Gunshot victims’
support group
- The gunshot victims’ support group meets at noon on the first and third Thursday of every month at the Shelby County Crime Victims’ Center, 1750 Madison Ave., Memphis, in the first floor conference room.
Fourteen years have come and gone, but one memory is still crystal clear for Jeff Droke of south Cordova: The day a man shot him eight times.
“That’s not a fun thing or anything you expect to have happen to you,” he said drily.
He told his horrifying story while explaining how a new support group for gunshot victims is a much-needed resource that deserves publicity. The group meets at noon on the first and third Thursday of every month at the Shelby County Crime Victims’ Center, 1750 Madison Ave., Memphis, in the first floor conference room.
His shooting story

Droke’s own too-close encounter with bullets came on Jan. 22, 2003. He had testified against an ex-employee about child abuse in a child custody case. He also had filed a civil suit about witness intimidation in the case and said he was two days away from getting a judgment when his personal nightmare began.

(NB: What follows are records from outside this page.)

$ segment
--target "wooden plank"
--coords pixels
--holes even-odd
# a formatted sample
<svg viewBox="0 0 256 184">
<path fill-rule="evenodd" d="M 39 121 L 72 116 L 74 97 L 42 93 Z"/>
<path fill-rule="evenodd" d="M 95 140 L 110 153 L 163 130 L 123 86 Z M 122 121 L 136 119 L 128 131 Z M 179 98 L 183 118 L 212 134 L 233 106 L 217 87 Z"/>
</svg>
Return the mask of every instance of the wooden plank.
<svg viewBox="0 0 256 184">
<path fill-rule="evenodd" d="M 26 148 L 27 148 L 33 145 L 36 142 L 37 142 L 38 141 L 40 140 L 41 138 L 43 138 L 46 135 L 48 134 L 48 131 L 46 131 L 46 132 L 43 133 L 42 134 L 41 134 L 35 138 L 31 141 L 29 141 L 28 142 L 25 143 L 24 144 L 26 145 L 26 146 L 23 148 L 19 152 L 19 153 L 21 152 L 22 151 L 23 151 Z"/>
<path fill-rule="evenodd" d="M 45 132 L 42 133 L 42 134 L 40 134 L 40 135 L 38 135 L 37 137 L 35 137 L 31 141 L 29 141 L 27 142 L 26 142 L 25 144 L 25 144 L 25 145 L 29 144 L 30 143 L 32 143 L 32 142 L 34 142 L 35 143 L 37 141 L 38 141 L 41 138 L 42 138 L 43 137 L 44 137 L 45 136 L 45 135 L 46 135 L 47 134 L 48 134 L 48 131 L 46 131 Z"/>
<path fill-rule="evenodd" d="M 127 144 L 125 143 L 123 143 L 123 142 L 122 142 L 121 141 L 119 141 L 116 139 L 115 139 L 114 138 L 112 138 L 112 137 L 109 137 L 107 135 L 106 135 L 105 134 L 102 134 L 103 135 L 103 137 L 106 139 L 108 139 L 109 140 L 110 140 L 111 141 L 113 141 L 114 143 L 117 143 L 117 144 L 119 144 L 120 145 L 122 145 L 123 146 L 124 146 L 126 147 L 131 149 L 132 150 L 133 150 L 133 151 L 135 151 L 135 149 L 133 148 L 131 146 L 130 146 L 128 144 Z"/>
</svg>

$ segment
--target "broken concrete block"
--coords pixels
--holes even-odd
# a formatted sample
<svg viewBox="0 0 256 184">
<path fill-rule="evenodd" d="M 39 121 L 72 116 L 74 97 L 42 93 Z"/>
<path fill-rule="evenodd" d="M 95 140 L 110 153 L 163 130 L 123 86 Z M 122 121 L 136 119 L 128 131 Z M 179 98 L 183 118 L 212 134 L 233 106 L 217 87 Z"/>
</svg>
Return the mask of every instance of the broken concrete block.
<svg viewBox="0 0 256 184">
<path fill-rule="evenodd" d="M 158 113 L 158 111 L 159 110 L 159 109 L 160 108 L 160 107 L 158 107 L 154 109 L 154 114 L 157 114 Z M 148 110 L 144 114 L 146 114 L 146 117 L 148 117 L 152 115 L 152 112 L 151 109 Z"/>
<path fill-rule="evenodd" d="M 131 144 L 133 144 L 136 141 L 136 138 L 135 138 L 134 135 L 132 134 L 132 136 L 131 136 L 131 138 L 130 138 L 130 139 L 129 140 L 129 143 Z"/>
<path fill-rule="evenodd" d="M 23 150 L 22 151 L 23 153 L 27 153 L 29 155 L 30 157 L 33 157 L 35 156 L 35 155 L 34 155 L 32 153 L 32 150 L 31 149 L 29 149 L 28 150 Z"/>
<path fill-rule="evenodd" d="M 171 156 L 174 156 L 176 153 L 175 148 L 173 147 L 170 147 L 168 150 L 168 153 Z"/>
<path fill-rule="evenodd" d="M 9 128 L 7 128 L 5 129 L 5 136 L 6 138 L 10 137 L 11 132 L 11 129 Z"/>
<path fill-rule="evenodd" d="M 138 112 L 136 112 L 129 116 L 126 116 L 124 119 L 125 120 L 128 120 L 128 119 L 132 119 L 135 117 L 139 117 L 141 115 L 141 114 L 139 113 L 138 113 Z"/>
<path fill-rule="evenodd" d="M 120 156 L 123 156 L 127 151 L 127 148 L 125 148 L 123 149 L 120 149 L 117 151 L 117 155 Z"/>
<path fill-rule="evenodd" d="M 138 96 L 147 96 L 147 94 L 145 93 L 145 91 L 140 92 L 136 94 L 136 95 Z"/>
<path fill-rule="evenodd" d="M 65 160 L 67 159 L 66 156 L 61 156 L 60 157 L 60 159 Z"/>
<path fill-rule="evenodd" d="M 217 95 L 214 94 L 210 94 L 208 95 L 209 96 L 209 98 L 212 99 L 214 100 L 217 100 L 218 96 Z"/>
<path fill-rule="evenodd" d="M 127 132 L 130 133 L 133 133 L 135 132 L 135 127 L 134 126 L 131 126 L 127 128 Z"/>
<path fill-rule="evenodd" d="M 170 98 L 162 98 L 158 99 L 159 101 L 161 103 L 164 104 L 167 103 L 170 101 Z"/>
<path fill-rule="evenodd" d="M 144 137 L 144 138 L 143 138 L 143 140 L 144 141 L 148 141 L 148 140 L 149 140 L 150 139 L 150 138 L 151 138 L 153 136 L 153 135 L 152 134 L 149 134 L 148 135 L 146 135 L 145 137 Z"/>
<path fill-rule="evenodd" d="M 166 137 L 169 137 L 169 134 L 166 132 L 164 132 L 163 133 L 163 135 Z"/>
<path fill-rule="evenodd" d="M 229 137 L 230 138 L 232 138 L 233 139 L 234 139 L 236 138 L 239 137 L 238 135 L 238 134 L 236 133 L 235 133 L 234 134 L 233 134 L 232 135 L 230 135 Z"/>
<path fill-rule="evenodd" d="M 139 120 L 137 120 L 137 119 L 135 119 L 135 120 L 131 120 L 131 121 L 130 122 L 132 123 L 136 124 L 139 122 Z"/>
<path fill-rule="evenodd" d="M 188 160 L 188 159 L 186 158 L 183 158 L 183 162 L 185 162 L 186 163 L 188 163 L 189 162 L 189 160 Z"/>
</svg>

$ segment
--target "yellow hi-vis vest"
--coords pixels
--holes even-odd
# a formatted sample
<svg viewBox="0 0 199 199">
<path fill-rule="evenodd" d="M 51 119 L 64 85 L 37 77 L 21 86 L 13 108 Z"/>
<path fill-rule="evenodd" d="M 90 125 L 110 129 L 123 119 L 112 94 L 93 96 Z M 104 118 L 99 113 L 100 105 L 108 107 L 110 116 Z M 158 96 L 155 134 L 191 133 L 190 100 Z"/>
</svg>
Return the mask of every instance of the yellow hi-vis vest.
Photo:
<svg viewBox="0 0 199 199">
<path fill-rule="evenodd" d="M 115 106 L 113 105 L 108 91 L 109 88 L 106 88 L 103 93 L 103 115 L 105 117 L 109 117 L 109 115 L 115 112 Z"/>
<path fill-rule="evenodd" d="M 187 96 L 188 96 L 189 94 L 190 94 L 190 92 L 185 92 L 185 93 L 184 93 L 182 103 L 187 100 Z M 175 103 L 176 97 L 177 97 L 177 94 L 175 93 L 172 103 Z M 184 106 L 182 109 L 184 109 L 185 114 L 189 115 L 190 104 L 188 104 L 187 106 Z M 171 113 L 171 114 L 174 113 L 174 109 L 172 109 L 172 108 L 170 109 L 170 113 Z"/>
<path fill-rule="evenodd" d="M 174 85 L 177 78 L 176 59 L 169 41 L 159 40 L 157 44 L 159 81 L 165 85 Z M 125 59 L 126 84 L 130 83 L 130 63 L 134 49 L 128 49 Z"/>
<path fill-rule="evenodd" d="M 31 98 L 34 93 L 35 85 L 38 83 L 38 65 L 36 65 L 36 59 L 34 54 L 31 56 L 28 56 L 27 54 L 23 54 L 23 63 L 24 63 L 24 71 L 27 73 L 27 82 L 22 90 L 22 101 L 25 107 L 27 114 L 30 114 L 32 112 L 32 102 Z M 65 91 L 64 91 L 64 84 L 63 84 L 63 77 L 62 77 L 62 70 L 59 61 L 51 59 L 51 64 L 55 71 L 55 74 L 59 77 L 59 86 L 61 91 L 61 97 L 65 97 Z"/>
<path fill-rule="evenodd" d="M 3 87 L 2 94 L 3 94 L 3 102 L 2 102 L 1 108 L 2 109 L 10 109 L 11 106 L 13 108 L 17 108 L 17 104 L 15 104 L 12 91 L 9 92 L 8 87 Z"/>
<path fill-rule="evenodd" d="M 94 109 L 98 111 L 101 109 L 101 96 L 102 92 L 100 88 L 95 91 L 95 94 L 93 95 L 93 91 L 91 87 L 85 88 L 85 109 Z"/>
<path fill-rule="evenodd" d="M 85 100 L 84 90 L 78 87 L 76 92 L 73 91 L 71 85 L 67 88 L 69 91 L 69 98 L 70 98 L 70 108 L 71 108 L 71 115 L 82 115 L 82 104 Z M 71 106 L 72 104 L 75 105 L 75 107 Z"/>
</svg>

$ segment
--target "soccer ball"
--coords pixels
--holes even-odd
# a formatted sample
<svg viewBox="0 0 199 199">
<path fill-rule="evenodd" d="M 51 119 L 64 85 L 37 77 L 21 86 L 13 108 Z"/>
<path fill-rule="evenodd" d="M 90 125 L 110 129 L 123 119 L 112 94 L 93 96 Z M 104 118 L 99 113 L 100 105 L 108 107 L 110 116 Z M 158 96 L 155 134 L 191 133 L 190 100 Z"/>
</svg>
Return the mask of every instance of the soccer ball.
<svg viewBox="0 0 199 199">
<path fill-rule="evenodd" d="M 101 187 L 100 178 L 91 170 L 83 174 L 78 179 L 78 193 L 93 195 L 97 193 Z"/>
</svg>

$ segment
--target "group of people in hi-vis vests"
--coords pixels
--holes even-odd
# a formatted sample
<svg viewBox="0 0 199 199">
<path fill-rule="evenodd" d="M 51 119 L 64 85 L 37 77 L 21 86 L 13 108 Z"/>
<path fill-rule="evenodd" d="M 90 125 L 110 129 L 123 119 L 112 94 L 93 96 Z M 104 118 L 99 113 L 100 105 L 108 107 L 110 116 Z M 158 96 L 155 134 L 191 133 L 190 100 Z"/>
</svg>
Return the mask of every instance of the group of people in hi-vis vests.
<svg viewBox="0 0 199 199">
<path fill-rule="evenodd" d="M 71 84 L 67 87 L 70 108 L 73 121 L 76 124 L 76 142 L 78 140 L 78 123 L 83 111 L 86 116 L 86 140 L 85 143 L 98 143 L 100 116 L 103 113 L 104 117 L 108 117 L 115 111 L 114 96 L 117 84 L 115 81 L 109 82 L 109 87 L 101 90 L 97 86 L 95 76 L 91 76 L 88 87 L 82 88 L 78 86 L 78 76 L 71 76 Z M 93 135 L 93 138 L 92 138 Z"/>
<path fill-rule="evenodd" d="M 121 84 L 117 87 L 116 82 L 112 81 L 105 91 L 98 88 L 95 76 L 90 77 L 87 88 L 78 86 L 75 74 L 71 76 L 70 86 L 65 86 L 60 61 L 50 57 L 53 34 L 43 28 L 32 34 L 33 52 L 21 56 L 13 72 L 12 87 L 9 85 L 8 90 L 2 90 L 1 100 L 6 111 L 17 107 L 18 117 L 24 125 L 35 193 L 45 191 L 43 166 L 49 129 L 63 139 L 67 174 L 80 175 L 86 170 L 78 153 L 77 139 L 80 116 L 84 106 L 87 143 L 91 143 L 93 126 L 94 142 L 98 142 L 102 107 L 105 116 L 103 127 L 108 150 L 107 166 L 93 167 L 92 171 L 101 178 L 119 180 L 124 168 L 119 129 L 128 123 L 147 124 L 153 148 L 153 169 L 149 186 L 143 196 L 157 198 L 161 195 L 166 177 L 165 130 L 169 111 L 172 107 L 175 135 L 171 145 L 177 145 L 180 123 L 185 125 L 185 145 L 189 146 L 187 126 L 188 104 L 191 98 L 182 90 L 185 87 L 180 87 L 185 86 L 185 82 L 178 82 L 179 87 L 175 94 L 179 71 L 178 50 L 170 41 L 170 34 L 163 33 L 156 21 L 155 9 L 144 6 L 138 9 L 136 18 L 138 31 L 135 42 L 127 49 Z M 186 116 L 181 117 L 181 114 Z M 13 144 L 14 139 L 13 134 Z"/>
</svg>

It was 8 a.m. and he was about to wake up his then-11-year-old daughter for school when he spotted a stranger outside who seemed out of place. Droke tried to call a Memphis police detective who lived two houses down, but he didn’t answer. So Droke stepped outside. He was walking to his next-door neighbor’s house when a young man jumped out of his car and started firing away.
“He had a target pistol from the ’40s,” Droke said. “They couldn’t find it in the ATF registry. He was a good shot with it.”
The first six shots hit Droke, and the man swore at Droke and said he would kill him.
“He turned his gun sideways because he’s a ‘tough guy,’” Droke said, snorting. “He looked like Eminem, and I hate Eminem. And a lot of things kicked in with me, and I thought, ‘The hell you are.’”
With a rush of adrenaline, Droke counter-attacked. “I hadn’t been in a fight since the seventh grade,” he said.
But he wrestled with the attacker, who shot him in the head twice, with Droke’s skull deflecting one bullet. Droke wrangled the man’s arm up, and he shot the remaining rounds into the sky. Droke shoved the man onto his trunk deck lid, trying to choke him or disable him. That’s when Droke realized he was starting to lose strength from his blood loss, and he remembered to reach for the gun he was packing himself. That’s when the fight changed entirely.
“He was crying and screaming, ‘Don’t kill me, don’t kill me!’ “ Droke remembered. “I shot his car up. I don’t know how I didn’t hit him. When they found him, he had defecated and urinated on himself and was hyperventilating. He had been a one-man crime spree in Northeast Memphis, and he was very good at pulling guns on people and getting his way. He wasn’t used to it the other way around.”
His life-threatening wounds
The shooter fled, and Droke walked to a neighbor’s house. She started screaming when she saw his bloody wounds. There was a delayed emergency response, so she had to call 911 again, Droke said.
“I sat there a while, laid down and went into shock. Everything got real glassy,” he said.
Then Droke had a near-death experience and began to feel peaceful and at one with the universe. But he didn’t want to die.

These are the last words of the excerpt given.